The UK Biobank study is one of the largest prospective cohorts globally, featuring extensive follow-up, comprehensive covariate measurements, and high-quality assessment of lung function. This enabled a robust exploration of spirometry patterns and their correlations with renal outcomes. However, the study had several limitations. The UK Biobank exclusively uses pre-bronchodilator spirometry, which, although commonly used, may lead to discrepancies in defining PRISm and obstructive patterns compared to post-bronchodilator spirometry36. It is important to note that we utilized the LLN criteria to define PRISm and AO to mitigate this issue. The study sample was limited to individuals of European and White ethnicity, excluding ethnic diversity, and the absence of younger participants may affect the generalizability of the findings. Additionally, follow-up participation was influenced by the proximity of participants to the assessment center, potentially introducing bias against those living further away or facing health-related challenges in attending follow-up visits. The UK Biobank is also subject to volunteer bias due to the lack of sample weights, which may impact the representativeness of the results. Medication use, particularly treatments such as steroids, could significantly influence both lung function and renal outcomes; however, medication data were not included in the current analysis, which represents another limitation of the study. Interestingly, nearly half of the AO participants in our study reverted to normal spirometry, which is unusual and may be attributable to factors such as diagnosis and treatment after the initial visit, natural fluctuations in lung function, improvements in spirometry technique, or changes in environmental exposures. Further research is warranted. Finally, as with any observational study, there is the possibility of collider bias, and despite comprehensive adjustments, residual confounding cannot be entirely ruled out. Addressing these limitations and expanding the research with larger samples, multiple spirometry assessments, and further classification of spirometry patterns could provide more nuanced insights into the complex associations between lung and renal health. Moreover, future research should focus on establishing the causal relationships between impaired lung function and renal outcomes.

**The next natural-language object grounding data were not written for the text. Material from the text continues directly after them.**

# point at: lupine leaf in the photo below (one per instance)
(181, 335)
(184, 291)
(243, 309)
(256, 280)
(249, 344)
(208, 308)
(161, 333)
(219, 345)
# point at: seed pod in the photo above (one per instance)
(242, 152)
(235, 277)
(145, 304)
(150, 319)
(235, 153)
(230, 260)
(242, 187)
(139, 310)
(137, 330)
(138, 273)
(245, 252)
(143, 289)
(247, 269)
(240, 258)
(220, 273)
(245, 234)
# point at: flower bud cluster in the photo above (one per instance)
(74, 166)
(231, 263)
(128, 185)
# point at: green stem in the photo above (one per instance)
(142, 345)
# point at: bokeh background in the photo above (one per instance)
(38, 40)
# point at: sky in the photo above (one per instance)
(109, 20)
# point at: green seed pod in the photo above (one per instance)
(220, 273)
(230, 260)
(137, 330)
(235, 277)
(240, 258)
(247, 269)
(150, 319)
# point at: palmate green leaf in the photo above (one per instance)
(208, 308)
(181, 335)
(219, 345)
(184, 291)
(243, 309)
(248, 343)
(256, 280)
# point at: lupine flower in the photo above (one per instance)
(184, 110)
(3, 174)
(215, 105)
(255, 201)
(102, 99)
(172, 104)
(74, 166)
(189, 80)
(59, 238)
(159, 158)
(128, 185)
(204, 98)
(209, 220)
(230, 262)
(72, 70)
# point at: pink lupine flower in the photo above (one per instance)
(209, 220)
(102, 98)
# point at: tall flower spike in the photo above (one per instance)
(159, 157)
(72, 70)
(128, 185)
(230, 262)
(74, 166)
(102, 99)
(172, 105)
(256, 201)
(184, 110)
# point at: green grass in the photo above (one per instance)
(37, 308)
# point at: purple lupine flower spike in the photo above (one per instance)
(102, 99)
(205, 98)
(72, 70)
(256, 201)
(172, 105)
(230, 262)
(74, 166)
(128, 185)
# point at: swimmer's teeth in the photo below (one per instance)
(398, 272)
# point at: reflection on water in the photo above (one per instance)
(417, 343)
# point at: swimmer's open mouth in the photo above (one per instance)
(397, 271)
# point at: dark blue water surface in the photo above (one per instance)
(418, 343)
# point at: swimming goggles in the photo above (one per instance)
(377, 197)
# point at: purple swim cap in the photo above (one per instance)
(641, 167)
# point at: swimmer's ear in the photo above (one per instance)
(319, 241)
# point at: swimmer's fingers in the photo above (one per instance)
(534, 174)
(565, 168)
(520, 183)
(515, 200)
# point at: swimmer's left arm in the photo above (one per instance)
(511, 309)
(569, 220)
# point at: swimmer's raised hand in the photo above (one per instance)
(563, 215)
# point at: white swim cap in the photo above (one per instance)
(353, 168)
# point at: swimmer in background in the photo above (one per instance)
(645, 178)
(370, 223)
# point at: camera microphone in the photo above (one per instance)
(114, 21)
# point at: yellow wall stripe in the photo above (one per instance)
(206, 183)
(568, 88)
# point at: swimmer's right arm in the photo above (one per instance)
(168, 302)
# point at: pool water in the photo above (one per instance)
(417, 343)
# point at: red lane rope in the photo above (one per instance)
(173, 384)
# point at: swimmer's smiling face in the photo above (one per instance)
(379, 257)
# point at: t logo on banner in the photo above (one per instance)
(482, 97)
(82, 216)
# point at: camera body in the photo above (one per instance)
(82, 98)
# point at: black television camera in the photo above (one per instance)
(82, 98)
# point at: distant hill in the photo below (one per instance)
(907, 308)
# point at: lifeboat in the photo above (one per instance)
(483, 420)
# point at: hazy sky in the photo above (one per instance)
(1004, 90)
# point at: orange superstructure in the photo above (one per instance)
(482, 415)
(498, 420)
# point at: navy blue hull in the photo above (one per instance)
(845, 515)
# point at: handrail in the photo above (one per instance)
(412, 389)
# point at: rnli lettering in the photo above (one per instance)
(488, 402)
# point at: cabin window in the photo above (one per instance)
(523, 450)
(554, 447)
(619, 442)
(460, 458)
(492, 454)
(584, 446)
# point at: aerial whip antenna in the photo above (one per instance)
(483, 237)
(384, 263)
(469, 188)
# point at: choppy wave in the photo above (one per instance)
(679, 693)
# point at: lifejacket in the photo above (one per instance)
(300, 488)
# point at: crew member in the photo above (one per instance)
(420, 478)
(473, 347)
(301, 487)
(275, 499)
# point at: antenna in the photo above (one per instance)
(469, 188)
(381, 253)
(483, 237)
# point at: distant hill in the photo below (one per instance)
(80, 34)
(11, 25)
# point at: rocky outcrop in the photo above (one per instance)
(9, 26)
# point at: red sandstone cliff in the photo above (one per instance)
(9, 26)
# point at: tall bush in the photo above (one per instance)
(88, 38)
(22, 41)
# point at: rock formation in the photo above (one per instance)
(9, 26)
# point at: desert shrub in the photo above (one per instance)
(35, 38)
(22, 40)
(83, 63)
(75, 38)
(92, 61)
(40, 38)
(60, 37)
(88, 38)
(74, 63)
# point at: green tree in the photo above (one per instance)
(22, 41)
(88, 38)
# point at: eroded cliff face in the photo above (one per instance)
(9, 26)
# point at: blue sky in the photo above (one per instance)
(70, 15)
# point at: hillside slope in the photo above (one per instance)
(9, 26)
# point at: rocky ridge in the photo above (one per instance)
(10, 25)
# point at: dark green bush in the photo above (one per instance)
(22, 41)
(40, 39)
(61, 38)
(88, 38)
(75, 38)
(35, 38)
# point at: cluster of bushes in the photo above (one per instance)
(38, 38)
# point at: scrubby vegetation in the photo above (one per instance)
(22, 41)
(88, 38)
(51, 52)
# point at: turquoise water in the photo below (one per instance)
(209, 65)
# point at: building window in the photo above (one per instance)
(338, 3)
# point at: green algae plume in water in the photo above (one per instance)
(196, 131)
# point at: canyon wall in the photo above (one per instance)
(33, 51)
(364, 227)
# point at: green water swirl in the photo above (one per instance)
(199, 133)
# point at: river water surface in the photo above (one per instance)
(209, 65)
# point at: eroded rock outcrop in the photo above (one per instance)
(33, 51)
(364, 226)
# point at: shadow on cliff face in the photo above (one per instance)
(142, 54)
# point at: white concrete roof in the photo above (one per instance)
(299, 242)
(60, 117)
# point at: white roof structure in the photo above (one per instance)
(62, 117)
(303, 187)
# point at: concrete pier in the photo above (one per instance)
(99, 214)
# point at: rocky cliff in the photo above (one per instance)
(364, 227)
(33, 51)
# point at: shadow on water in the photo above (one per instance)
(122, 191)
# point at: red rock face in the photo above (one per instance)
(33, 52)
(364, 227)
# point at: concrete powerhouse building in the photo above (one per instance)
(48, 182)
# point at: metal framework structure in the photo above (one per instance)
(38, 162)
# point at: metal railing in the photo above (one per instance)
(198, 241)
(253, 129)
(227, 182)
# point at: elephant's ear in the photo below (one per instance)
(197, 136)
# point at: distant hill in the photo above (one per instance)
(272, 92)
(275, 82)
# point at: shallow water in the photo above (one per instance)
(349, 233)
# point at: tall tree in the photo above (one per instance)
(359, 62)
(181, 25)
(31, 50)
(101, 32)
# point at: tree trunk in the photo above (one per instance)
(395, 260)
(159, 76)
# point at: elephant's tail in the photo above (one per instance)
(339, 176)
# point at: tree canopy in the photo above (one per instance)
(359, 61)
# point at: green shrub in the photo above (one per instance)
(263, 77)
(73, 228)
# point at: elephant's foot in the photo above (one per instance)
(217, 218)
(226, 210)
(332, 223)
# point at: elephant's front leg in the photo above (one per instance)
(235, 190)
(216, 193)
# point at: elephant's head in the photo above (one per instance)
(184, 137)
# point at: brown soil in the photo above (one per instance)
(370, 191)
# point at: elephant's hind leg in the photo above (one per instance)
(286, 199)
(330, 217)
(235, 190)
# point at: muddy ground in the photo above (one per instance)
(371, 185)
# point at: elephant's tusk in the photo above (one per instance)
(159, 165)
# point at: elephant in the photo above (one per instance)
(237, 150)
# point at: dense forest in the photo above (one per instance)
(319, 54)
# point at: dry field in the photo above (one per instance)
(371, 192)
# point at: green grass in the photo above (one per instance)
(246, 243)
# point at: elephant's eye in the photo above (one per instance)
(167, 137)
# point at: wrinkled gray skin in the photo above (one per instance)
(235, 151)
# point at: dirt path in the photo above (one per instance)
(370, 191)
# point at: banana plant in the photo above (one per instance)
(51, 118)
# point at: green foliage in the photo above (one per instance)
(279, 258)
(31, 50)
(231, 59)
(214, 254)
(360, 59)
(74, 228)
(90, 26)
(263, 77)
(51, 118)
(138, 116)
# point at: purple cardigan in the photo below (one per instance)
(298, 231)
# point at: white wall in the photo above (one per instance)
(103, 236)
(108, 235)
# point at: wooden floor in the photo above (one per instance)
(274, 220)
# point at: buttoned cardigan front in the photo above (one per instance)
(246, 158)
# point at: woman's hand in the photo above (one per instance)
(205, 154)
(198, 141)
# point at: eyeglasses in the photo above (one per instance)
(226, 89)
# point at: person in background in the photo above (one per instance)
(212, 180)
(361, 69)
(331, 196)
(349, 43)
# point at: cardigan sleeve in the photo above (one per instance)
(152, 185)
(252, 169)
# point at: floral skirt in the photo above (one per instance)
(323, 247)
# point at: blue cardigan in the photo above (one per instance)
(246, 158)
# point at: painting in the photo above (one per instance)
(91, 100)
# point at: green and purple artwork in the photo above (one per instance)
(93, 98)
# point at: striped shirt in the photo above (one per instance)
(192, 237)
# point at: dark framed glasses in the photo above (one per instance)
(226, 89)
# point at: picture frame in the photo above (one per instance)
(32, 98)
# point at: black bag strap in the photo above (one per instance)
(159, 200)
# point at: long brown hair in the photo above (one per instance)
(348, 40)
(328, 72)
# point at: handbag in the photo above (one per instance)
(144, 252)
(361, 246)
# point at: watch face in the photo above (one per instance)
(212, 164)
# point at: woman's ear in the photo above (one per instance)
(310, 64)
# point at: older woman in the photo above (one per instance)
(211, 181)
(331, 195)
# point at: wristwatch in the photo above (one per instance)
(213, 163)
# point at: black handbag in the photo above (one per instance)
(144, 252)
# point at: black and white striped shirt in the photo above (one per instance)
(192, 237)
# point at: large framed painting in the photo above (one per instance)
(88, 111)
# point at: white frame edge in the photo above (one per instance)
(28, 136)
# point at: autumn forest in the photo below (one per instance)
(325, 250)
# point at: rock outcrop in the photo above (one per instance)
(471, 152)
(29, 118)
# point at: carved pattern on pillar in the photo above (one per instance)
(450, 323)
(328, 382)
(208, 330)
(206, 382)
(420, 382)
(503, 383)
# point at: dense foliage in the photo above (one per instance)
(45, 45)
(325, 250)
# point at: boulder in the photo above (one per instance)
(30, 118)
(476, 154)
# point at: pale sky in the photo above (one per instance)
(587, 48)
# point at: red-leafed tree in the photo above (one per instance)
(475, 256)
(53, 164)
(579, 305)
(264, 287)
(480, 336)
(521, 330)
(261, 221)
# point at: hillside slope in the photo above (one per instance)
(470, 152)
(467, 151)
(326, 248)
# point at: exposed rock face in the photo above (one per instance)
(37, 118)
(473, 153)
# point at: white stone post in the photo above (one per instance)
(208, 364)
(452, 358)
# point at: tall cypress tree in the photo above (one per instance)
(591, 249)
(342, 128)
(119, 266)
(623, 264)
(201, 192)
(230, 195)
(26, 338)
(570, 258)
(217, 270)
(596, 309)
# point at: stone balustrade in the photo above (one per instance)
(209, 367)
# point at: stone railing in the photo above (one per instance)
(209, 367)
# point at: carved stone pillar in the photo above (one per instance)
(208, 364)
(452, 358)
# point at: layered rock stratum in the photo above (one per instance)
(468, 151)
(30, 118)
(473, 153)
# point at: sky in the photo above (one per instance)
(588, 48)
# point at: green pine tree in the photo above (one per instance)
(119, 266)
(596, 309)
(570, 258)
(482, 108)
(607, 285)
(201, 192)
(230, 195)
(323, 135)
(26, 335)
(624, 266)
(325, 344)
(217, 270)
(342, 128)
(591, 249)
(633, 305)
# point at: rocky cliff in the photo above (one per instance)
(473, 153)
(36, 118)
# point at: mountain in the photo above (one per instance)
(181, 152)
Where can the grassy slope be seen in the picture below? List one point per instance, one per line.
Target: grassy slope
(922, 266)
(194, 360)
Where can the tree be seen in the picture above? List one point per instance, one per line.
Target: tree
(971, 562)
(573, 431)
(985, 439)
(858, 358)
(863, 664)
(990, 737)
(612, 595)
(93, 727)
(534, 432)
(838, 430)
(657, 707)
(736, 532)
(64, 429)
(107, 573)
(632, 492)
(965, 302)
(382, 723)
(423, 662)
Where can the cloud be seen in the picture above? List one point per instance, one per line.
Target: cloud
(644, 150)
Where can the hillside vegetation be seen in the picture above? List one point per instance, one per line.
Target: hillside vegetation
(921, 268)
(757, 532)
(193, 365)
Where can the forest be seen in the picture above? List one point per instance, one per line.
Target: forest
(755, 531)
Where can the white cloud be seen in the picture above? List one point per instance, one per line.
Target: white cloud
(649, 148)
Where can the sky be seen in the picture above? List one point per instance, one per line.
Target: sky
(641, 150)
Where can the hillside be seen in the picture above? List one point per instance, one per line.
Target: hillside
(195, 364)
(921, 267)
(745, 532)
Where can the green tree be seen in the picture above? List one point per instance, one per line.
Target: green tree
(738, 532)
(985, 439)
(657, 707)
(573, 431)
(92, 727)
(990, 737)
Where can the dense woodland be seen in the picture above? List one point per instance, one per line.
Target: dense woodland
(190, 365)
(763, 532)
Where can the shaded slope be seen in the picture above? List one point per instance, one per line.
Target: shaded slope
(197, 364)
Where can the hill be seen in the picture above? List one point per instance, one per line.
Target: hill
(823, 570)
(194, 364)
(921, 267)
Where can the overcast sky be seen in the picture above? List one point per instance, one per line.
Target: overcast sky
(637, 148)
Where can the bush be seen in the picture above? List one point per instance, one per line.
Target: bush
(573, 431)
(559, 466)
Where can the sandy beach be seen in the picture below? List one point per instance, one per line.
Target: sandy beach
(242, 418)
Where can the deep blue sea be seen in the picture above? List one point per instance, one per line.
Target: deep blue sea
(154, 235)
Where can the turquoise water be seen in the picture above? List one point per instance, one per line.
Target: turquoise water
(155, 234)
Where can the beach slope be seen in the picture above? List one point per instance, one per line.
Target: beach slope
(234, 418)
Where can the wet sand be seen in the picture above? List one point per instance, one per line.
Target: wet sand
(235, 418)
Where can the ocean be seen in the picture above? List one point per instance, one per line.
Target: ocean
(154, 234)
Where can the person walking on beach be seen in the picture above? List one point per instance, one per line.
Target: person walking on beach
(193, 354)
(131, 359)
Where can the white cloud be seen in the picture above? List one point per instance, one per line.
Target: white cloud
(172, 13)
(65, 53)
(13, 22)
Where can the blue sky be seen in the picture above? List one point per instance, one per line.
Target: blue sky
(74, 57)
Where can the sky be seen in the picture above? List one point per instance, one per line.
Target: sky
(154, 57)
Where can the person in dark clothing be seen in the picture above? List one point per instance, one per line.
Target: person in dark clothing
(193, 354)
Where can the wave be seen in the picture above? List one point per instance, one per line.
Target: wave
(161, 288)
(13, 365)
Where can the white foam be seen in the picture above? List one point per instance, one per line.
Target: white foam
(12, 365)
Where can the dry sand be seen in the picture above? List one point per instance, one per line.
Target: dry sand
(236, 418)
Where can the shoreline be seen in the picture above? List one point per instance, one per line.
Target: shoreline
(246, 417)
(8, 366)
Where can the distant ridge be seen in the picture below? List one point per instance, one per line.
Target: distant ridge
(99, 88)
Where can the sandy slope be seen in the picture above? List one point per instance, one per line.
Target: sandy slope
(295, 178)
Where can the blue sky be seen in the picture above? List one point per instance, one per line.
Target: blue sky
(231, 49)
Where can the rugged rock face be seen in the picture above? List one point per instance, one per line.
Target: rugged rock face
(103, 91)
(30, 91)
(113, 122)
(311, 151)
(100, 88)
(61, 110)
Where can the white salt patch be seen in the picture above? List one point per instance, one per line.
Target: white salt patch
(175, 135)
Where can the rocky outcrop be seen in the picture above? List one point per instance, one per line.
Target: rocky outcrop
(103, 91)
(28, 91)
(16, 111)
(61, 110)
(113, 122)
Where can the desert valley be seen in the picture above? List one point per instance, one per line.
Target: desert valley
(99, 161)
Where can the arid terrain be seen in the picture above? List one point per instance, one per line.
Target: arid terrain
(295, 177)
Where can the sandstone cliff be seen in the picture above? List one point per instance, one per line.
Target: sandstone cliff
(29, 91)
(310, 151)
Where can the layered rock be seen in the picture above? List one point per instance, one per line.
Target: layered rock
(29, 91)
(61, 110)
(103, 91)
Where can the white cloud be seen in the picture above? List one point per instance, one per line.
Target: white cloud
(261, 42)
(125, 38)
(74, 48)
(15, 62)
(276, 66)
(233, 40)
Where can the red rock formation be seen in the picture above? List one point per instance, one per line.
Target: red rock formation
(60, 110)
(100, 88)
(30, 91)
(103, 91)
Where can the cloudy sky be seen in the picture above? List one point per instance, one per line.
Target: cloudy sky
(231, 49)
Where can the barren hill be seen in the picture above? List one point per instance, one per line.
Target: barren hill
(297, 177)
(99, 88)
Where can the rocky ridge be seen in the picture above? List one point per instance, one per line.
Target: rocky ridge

In conclusion, several key findings emerged from this comprehensive lung function and renal outcomes analysis. Baseline PRISm and AO were associated with an elevated risk of CKD and ESRD compared to normal lung function, with PRISm showing a more pronounced effect. Persistent AO was linked to a higher risk of CKD, while transitioning from AO to PRISm was associated with a reduced risk. These results emphasize the complex relationship between spirometry patterns and renal outcomes, highlighting the importance of incorporating both respiratory and renal health into clinical assessments.